This papers discusses a new technique that uses ultrasound to remove amyloid beta plaques that have built up in the brain. At first read, I presumed that something with the sound waves was shaking the plaques free, but on a deeper reading it is clear that what the sound waves are doing is opening up the blood-brain barrier (BBB) and enabling the brains natural defenses, microglia, to come in and break down the plaques.
This seems like a significant advance if they are able to show similar results in humans, and at the same time show no damage being caused to the brain. They are using the energy from ultrasound to narrowly focus on a specific spot of the brain and with 6 to 8 treatments over 6 to 8 weeks they are able to remove 50% of the amyloid and restore memory functions in 3 independent memory tests. They are able to restore memory functions to what you would find in normal mice.
They were concerned about causing damage from circulating plaques and thought the amyloid would be cleared and found in the blood, but they could not find it in the blood.they found the most of the plaque residue in the microglial cells’ lysosomal compartments. Microglial cells are the defense system of the brain and they found more than double the amount of amyloid plaques than normal. They were also worried about whether the ultrasound would cause growths that could result in tumors, but no evidence was found either.

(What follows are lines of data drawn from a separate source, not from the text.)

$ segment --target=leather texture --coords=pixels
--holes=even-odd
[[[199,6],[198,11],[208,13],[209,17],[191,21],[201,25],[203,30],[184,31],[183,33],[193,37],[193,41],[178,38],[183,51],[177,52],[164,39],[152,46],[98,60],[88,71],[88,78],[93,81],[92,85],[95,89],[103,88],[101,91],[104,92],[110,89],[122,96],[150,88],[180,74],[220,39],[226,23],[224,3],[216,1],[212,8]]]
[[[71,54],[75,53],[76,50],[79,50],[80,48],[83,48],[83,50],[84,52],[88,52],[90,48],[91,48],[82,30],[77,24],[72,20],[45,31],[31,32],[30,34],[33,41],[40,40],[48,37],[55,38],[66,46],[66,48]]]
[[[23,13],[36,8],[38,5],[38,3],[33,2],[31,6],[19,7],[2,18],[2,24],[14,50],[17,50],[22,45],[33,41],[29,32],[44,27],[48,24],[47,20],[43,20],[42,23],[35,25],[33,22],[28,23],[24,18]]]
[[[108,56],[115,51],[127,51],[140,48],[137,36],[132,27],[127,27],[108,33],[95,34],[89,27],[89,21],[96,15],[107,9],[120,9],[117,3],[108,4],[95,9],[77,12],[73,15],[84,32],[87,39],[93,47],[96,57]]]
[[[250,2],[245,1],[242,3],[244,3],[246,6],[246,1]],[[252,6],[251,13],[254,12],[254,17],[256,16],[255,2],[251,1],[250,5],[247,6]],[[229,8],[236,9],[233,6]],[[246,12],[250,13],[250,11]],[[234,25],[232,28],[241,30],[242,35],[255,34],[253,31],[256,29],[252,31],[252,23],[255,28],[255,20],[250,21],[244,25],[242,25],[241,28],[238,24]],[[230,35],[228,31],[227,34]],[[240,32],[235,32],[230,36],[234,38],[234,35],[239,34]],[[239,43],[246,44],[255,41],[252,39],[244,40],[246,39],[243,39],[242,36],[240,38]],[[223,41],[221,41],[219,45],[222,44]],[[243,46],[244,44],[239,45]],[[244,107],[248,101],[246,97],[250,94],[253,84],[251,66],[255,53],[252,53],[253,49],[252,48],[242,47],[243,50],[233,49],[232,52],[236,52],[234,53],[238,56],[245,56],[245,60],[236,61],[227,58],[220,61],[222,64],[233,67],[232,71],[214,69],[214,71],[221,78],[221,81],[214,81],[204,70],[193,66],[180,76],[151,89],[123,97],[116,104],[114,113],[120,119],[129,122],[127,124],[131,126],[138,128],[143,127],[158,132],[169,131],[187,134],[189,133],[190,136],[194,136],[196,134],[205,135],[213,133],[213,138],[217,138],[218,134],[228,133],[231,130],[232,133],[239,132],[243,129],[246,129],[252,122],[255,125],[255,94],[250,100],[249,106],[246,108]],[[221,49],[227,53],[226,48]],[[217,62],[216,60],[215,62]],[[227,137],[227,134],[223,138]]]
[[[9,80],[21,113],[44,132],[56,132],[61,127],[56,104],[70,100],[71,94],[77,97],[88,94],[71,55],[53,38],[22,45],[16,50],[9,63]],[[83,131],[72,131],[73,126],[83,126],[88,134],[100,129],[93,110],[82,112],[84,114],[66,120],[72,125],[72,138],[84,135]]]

This paper may be describing the beginnings of an entirely new technique to combat Alzheimer’s which is important because people are living longer and have a higher risk of cognitive impairment related to the build-up of plaques as they age. As of now, the technology is also just using the ultrasound to activate the microglial cells, but in the future it may also be used to open the blood brain barrier for higher uptake of Alzheimer drugs.
Abstract
Amyloid-β (Aβ) peptide has been implicated in the pathogenesis of Alzheimer’s disease (AD). We present a nonpharmacological approach for removing Aβ and restoring memory function in a mouse model of AD in which Aβ is deposited in the brain. We used repeated scanning ultrasound (SUS) treatments of the mouse brain to remove Aβ, without the need for any additional therapeutic agent such as anti-Aβ antibody. Spinning disk confocal microscopy and high-resolution three-dimensional reconstruction revealed extensive internalization of Aβ into the lysosomes of activated microglia in mouse brains subjected to SUS, with no concomitant increase observed in the number of microglia. Plaque burden was reduced in SUS-treated AD mice compared to sham-treated animals, and cleared plaques were observed in 75% of SUS-treated mice. Treated AD mice also displayed improved performance on three memory tasks: the Y-maze, the novel object recognition test, and the active place avoidance task. Our findings suggest that repeated SUS is useful for removing Aβ in the mouse brain without causing overt damage, and should be explored further as a noninvasive method with therapeutic potential in AD.
via Scanning ultrasound removes amyloid-β and restores memory in an Alzheimer’s disease mouse model.